Here are some common questions and our responses.
1. What does Arizona’s Move on When Reading law say about third grade retention?
The exact language says that a pupil can be retained if he or she “obtains a score on the reading portion of the Arizona instrument to measure standards test, or a successor test, that demonstrates that the pupil's reading falls far below the third grade level or the equivalent as established by the board.”
2. Are there any exceptions?
Yes. There is one exception for English language learners, and another related to certain categories of students with disabilities.
3. What does the exception for students with disabilities say?
The exception related to students with disabilities allows for promotion of a student who:
“…is in the process of a special education referral or evaluation for placement in special education or a pupil who has been diagnosed as having a significant reading impairment, including dyslexia or a pupil who is a child with a disability as defined in section 15-761 if the pupil's individualized education program team and the pupil's parent or guardian agree that promotion is appropriate based on the pupil's individualized education program.”
4. So who, exactly, is eligible for this exception?
The following students are eligible for the disability exception to the grade retention requirement of Move on When Reading:
- A student who is in the “process of a special education referral or evaluation for placement in special education”
- A student who has been diagnosed as having a significant reading impairment
- A student who has been diagnosed as having dyslexia
- A student who has any other disability, if that student has an IEP and the IEP team and the parents agree that “promotion is appropriate”
5. How does the law define “dyslexia”?
The law defines dyslexia as “a brain-based learning difference that impairs a person's ability to read and spell, that is independent of intelligence and that typically causes a person to read at levels lower than expected.”
6. My child has a 504 plan for dyslexia. Is he/she eligible for an exception?
Yes, assuming you can show that your child has been diagnosed with a significant reading impairment or dyslexia.
7. My child doesn’t have an IEP or a Section 504 plan, but I suspect he/she may have dyslexia or some other significant reading impairment. I cannot afford to get a private evaluation. Can my child still be retained?
It depends.

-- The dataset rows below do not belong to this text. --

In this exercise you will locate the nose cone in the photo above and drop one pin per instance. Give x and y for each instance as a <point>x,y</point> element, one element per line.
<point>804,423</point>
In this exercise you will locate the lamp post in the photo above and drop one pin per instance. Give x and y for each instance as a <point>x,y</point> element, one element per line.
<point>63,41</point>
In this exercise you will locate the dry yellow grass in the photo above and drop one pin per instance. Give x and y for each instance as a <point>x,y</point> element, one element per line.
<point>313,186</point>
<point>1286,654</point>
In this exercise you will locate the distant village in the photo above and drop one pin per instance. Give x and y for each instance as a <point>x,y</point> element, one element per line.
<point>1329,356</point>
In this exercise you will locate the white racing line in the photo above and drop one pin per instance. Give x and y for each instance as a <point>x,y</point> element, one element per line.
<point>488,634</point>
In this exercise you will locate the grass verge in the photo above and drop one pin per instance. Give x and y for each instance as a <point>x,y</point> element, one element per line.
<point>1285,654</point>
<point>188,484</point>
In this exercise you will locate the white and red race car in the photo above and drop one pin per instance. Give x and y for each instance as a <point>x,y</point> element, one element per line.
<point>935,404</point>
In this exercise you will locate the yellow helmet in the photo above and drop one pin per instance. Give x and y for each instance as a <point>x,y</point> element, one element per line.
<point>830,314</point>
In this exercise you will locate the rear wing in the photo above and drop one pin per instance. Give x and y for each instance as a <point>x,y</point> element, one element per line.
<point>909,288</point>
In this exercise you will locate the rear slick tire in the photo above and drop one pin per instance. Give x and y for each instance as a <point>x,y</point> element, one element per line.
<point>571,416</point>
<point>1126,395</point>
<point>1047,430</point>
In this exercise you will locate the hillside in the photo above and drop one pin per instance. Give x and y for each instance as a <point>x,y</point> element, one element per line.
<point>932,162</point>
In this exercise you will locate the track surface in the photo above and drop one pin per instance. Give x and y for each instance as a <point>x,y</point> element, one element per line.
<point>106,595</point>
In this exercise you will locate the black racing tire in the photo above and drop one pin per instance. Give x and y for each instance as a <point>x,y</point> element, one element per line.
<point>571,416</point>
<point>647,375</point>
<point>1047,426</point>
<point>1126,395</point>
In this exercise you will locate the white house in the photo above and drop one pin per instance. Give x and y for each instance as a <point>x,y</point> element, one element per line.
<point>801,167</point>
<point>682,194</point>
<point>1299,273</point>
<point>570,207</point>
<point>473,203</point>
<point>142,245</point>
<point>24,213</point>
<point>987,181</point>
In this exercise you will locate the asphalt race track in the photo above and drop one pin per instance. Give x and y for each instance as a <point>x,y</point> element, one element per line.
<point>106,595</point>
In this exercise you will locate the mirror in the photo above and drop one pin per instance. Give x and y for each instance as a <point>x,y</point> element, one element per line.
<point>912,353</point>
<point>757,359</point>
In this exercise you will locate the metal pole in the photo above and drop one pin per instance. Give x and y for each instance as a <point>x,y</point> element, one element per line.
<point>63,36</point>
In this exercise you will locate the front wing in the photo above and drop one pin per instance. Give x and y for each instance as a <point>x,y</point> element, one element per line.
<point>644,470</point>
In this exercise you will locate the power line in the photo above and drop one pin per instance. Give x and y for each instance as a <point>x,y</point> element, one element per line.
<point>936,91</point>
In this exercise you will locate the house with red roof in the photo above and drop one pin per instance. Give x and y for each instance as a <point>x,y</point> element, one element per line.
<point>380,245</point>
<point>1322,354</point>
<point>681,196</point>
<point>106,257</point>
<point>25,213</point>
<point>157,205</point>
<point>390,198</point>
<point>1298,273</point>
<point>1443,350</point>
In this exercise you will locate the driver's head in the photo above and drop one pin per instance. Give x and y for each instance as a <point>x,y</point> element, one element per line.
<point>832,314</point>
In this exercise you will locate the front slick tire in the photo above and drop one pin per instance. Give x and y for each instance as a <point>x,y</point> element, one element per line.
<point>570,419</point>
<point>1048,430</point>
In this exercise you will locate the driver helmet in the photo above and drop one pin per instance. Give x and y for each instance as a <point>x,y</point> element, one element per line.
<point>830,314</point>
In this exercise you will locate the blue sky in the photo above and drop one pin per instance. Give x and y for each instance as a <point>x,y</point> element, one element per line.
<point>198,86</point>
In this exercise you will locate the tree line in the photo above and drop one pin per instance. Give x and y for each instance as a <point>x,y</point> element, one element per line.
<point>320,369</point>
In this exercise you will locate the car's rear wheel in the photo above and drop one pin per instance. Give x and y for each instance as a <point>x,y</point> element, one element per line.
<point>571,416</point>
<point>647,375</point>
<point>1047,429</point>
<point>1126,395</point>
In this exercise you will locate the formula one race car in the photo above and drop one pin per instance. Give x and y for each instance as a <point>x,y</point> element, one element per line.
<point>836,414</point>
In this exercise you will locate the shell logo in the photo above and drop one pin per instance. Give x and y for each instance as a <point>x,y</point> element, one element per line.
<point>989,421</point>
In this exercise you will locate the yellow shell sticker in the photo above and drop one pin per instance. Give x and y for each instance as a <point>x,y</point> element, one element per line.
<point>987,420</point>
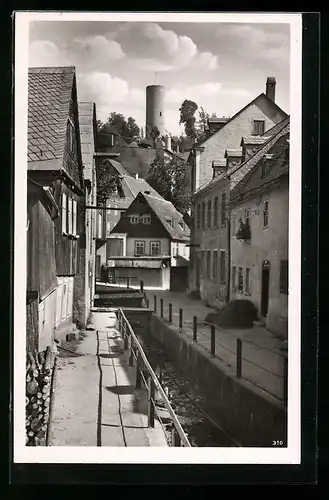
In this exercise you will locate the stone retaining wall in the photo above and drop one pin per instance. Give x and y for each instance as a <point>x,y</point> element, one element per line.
<point>39,374</point>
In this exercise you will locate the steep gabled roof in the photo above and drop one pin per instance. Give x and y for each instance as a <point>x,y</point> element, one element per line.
<point>262,95</point>
<point>170,218</point>
<point>166,212</point>
<point>278,165</point>
<point>276,132</point>
<point>49,94</point>
<point>87,119</point>
<point>271,134</point>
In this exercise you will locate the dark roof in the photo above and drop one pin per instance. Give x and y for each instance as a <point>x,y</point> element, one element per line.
<point>87,119</point>
<point>233,153</point>
<point>171,219</point>
<point>219,163</point>
<point>250,162</point>
<point>49,94</point>
<point>262,150</point>
<point>216,119</point>
<point>278,166</point>
<point>166,211</point>
<point>239,112</point>
<point>254,140</point>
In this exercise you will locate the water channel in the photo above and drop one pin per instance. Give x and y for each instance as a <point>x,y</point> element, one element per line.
<point>191,408</point>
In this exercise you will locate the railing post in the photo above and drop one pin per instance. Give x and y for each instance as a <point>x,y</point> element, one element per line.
<point>285,380</point>
<point>238,358</point>
<point>212,339</point>
<point>175,438</point>
<point>131,356</point>
<point>125,336</point>
<point>138,372</point>
<point>195,328</point>
<point>151,391</point>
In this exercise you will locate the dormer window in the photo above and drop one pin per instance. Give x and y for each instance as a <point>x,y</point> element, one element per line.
<point>70,134</point>
<point>259,127</point>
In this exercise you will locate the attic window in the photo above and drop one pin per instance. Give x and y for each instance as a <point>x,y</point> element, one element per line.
<point>70,134</point>
<point>259,127</point>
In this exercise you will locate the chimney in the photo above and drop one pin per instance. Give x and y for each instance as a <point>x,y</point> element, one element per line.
<point>270,87</point>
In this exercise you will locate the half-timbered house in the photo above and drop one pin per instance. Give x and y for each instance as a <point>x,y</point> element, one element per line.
<point>55,163</point>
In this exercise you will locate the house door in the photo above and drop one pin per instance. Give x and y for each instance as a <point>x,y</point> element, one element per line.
<point>197,268</point>
<point>265,287</point>
<point>98,268</point>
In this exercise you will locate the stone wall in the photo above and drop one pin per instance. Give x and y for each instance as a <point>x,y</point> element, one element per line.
<point>252,417</point>
<point>39,374</point>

If you suspect your child has a disability, including a reading disability, you have a legal right to request an evaluation for special education under the federal Individuals with Disabilities Education Act (“IDEA”). If you request an evaluation, your child could be promoted based on the exception for those “in the process of a special education referral or evaluation for placement in special education.”
For further information about how to request a special education evaluation, please refer to pages 11-12 of the self-advocacy guide provided by the Arizona Center for Disability Law.

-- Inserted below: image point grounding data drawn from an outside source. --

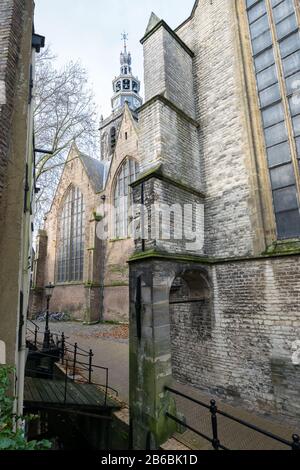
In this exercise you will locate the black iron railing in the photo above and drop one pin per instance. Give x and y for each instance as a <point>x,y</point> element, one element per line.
<point>76,360</point>
<point>294,444</point>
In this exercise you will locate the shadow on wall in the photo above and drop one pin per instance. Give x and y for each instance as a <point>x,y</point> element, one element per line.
<point>2,353</point>
<point>191,318</point>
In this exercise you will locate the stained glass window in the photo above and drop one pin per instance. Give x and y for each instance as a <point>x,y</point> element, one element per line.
<point>70,251</point>
<point>275,38</point>
<point>123,197</point>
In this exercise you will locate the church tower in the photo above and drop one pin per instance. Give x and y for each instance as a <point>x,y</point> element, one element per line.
<point>126,89</point>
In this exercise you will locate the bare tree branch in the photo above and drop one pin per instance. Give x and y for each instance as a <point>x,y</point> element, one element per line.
<point>64,112</point>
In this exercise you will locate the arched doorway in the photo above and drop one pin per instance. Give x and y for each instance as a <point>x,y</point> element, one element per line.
<point>191,322</point>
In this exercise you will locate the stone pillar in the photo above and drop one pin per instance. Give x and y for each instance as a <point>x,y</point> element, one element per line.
<point>170,174</point>
<point>94,283</point>
<point>150,357</point>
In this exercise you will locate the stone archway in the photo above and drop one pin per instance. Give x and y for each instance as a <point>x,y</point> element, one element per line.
<point>191,325</point>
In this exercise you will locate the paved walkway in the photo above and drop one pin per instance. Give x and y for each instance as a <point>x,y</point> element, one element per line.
<point>232,435</point>
<point>111,350</point>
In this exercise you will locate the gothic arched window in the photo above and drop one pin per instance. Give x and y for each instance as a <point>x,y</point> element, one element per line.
<point>275,40</point>
<point>113,135</point>
<point>123,197</point>
<point>70,251</point>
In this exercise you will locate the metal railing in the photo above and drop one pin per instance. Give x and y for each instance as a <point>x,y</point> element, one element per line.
<point>75,360</point>
<point>214,412</point>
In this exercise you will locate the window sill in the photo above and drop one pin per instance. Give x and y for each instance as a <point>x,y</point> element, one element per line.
<point>114,240</point>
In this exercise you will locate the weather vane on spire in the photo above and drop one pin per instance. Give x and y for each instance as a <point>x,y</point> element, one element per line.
<point>124,37</point>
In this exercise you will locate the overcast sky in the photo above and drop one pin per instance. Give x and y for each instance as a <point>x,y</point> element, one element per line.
<point>90,30</point>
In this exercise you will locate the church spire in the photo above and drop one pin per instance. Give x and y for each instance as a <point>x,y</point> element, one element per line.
<point>126,86</point>
<point>125,38</point>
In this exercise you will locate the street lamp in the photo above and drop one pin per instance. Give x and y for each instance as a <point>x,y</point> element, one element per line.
<point>48,291</point>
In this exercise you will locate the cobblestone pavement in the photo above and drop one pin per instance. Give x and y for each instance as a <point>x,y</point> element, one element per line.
<point>110,347</point>
<point>232,435</point>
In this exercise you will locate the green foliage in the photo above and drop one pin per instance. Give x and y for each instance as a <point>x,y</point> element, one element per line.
<point>12,436</point>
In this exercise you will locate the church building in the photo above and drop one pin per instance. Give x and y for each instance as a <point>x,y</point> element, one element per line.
<point>90,273</point>
<point>213,151</point>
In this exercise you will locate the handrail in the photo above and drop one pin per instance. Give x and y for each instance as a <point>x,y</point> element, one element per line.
<point>295,445</point>
<point>64,353</point>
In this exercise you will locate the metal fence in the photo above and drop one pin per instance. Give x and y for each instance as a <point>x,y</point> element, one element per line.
<point>294,444</point>
<point>75,359</point>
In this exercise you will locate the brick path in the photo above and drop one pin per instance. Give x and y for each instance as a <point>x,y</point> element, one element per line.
<point>113,353</point>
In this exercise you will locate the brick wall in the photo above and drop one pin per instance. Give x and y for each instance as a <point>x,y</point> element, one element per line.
<point>231,213</point>
<point>239,345</point>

8. Can I use a private evaluation that shows my child has a significant reading impairment or dyslexia to demonstrate that my child is eligible for the exception to third grade retention?
9. When should I talk to my child’s school about my concerns about third grade retention?
The timing of your discussions with your school is a matter entirely within your discretion. If you or your child is worried or concerned about the possibility of grade retention, it may give you peace of mind to discuss the situation with the school (or the IEP team, if applicable) sooner rather than later.
We hope this post has provided the clarification you need.